Asking each person who wants to write a thingy to understand *our* tree
structure in depth may be more powerful in some ways, but more onerous
in others.

> I've absorbed the new features of 2.0 too completely to want to revert
> to 1.5.2. String methods and augmented assignment have become second
> nature. Of course, it's possible to back-port to 1.5.2 (the new syntax
> is all so much sugar, if sweet). If enough need arises, fine.

So far I've avoided doing this. But I think that for a tool like this,
we can probably make the break. And I do want to use the new syntactic
sugar (heck, OO is only some *very nice* syntactic sugar, albeit in
chunks rather than granules).

> A larger issue might be that relating to the docstring extraction
> mechanism. Won't the code that uses compiler.py be very
> version-dependent?

Not my experience. Indeed, that's one of its values - the compiler
package *itself* may differ from Python version to Python version, but
(except in dark corners) the code using it need not - and a try/except
or so will cope with those dark corners.

> It would be very convenient if both the DPS and
> PyChecker used a common module for module parsing;
> this module could be maintained independently.

Hmm.

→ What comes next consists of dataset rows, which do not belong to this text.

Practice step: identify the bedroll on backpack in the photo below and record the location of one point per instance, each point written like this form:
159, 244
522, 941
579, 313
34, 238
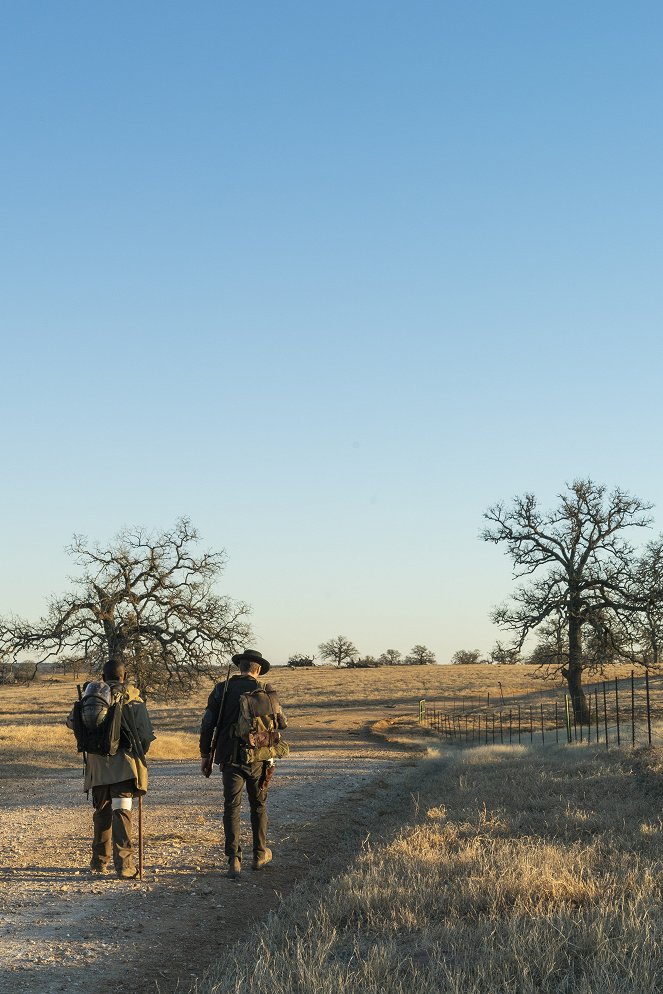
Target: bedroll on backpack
258, 727
97, 719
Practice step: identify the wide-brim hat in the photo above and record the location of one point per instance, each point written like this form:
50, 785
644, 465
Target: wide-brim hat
252, 656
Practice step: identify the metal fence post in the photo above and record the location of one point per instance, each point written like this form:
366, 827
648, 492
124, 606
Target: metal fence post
568, 718
632, 710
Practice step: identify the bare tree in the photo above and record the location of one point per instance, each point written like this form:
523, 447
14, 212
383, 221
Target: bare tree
578, 567
466, 657
148, 600
298, 659
504, 655
338, 650
420, 655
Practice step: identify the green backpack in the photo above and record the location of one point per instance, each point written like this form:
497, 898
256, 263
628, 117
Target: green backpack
258, 728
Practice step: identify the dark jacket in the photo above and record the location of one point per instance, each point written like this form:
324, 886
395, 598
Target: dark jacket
226, 746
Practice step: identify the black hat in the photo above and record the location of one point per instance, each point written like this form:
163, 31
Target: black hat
252, 656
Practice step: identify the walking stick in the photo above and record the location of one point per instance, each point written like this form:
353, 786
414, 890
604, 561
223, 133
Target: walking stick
215, 737
140, 836
80, 698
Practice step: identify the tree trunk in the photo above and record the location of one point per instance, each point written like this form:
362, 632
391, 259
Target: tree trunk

It should be doable - its just there would be a lot more
information extracted than we need. pydps/visit.py (what was until last
night's work dps_visit.py) is a good start towards that, I think.

> > Tibs (who narrowly avoided starting to write docstrings for existing
> > code last night, instead of writing new code)
>
> We need more of those too!

Yes...

> /David (who tends to write docstrings when confused by his own code)

Ah - that's why I like them too - but I always expect to be confused by
my code!

Whilst I'm at it - update on my code:

	http://www.tibsnjoan.co.uk/reST/pydps.tgz

contains::

    pydps/
        visit.py   -- broadly, what was dps_visit.py
        dom.py     -- the DPS tree and DOM tree stuff
        test.py

I may change the name of "dom.py" - indeed, I may change all sorts of
things!

Tibs
--
Tony J Ibbs (Tibs)      http://www.tibsnjoan.co.uk/
"Bounce with the bunny. Strut with the duck.
 Spin with the chickens now - CLUCK CLUCK CLUCK!"
BARNYARD DANCE! by Sandra Boynton
My views! Mine! Mine! (Unless Laser-Scan ask nicely to borrow them.)